Data from DeFiLlama, a DeFi (or decentralized finance) aggregator, shows that the TVL in Ethereum’s liquid restaking was about $284 million at the start of the year. But by December 15, the figure had flourished to reach an impressive $17.26 billion.
What’s boosted this liquid restaking trend is the introduction of liquid restaking tokens (LRTs). These LRTs make it less complex for you to stake your Ether (ETH) and get more out of your investment in DeFi.

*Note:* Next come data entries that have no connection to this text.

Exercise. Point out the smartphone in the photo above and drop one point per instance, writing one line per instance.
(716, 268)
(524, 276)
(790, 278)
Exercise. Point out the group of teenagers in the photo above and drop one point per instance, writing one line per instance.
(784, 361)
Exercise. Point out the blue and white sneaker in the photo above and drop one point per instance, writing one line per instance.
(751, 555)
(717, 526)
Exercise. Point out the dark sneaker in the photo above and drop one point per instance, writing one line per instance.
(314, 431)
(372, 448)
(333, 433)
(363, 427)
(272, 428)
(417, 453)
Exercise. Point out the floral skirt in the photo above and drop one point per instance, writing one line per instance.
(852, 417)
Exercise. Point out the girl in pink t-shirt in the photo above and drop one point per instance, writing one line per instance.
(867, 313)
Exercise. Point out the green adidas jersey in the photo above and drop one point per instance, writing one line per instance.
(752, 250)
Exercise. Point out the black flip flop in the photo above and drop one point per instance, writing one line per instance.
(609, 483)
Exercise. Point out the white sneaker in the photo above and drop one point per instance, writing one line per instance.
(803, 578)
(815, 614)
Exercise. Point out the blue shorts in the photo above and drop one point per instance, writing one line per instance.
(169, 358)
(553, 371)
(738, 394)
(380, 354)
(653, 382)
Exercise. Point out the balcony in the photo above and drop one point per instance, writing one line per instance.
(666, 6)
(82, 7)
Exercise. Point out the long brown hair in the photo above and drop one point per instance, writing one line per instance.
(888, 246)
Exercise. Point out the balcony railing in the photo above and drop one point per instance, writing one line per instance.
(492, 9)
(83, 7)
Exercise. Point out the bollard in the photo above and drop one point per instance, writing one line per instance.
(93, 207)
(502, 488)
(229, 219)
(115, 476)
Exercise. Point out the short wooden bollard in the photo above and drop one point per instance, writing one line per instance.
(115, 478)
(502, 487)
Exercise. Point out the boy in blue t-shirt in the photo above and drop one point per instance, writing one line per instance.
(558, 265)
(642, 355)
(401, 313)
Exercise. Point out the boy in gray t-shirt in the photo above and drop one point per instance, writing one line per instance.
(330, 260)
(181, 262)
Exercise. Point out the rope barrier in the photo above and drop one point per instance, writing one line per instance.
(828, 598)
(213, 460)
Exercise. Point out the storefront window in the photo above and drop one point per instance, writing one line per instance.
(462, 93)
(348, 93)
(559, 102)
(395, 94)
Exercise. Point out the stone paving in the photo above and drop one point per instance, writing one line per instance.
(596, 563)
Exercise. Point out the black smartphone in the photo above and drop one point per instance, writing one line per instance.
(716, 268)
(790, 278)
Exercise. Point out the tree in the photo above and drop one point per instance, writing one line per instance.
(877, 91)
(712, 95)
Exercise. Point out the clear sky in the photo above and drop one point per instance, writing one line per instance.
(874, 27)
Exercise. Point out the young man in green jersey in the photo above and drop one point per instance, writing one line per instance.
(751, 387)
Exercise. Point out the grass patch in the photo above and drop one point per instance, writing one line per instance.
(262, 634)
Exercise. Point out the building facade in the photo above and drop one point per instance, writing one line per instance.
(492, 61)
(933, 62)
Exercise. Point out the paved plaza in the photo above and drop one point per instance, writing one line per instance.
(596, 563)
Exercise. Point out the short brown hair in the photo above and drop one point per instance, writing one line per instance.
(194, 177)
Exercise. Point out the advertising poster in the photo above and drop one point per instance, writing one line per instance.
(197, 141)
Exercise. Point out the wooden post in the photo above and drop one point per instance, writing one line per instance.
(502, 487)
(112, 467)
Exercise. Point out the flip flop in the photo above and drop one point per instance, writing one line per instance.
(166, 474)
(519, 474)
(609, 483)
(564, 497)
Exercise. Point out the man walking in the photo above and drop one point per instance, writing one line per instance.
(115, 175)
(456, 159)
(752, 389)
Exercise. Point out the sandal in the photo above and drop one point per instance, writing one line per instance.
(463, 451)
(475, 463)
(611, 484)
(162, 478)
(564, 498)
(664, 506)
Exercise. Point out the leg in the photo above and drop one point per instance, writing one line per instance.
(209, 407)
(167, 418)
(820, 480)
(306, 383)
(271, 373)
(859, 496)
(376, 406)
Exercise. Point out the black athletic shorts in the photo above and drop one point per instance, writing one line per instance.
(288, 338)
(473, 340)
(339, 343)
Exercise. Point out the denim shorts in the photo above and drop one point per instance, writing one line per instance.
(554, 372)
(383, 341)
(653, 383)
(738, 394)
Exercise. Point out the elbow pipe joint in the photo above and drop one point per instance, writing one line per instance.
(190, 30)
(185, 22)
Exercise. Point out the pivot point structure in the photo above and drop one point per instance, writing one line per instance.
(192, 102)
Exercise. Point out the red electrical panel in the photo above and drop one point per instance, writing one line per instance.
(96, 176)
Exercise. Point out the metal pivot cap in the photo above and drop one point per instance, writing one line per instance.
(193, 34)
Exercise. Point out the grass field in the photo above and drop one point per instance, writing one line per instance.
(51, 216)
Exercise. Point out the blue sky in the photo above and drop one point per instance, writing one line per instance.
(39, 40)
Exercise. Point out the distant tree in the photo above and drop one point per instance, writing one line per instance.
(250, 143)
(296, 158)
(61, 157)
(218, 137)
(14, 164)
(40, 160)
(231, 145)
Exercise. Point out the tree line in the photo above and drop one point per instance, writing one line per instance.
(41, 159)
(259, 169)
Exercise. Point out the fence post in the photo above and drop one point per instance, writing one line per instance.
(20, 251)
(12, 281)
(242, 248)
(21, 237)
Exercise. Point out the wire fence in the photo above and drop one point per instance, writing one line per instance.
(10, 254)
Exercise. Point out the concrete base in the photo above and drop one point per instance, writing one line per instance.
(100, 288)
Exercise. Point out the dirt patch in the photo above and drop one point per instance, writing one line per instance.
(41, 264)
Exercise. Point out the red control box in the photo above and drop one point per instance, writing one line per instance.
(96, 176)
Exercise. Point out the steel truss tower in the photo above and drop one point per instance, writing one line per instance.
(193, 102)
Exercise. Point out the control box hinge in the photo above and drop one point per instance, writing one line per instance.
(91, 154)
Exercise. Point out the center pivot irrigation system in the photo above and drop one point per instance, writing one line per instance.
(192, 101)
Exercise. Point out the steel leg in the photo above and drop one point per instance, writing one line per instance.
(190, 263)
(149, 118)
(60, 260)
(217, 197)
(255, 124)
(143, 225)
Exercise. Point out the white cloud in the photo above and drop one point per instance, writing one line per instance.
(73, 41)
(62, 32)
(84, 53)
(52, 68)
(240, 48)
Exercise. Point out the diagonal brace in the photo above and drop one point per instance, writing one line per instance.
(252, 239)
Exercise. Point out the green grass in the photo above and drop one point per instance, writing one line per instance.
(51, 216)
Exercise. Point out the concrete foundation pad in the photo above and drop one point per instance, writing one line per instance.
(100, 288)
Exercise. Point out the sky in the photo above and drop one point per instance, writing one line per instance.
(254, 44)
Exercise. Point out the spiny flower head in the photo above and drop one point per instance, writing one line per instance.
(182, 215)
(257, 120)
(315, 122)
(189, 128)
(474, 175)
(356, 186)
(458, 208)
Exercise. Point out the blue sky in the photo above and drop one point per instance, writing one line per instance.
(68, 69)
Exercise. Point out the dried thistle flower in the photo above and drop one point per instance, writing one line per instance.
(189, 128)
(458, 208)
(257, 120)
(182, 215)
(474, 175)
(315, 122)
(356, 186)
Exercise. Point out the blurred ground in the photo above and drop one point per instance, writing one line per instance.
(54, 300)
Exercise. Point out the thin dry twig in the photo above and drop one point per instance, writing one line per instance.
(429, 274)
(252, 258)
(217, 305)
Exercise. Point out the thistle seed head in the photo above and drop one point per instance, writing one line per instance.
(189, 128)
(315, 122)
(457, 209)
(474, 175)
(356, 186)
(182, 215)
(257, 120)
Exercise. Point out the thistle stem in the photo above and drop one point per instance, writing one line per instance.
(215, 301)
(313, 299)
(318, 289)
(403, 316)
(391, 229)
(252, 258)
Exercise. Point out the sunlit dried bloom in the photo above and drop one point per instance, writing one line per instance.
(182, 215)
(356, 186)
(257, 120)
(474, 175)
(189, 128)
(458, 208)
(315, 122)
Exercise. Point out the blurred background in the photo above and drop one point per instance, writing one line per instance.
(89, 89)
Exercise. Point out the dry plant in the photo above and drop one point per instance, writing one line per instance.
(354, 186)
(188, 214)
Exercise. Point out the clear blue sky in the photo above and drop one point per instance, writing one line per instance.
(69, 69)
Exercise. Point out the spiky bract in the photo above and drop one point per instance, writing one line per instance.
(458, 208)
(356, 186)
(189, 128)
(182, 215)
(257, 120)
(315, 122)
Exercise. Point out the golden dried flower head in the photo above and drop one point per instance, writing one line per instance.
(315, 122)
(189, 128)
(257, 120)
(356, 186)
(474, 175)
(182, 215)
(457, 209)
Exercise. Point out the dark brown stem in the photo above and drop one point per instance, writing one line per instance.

Here’s how it works: In liquid staking, if you want to maintain access to your resources while being involved in network security, you’ll get derivative tokens that represent the value of what you’ve staked. Then, you can use these tokens for other DeFi activities like trading or lending, which means you still have liquidity.
With LRTs, there’s an added benefit. If you’ve already staked ETH to secure Ethereum, you could also stake the derivative tokens you got to help secure a specific blockchain application or layer-2 network.
However, LRTs do come with some risks. The value of derivative tokens can be affected by depegging or price volatility. This risk grows with LRTs because they’re exposed to several networks. And, if one network fails, it could lead to more considerable losses.
Ether.fi is the top dog in the LRT market, holding over 50% of the market’s TVL. According to DeFiLlama, this platform has about $9.17 billion of restaked assets. Industry experts credit Ether.fi’s popularity to its super straightforward restaking model, making it easy for everyone to benefit.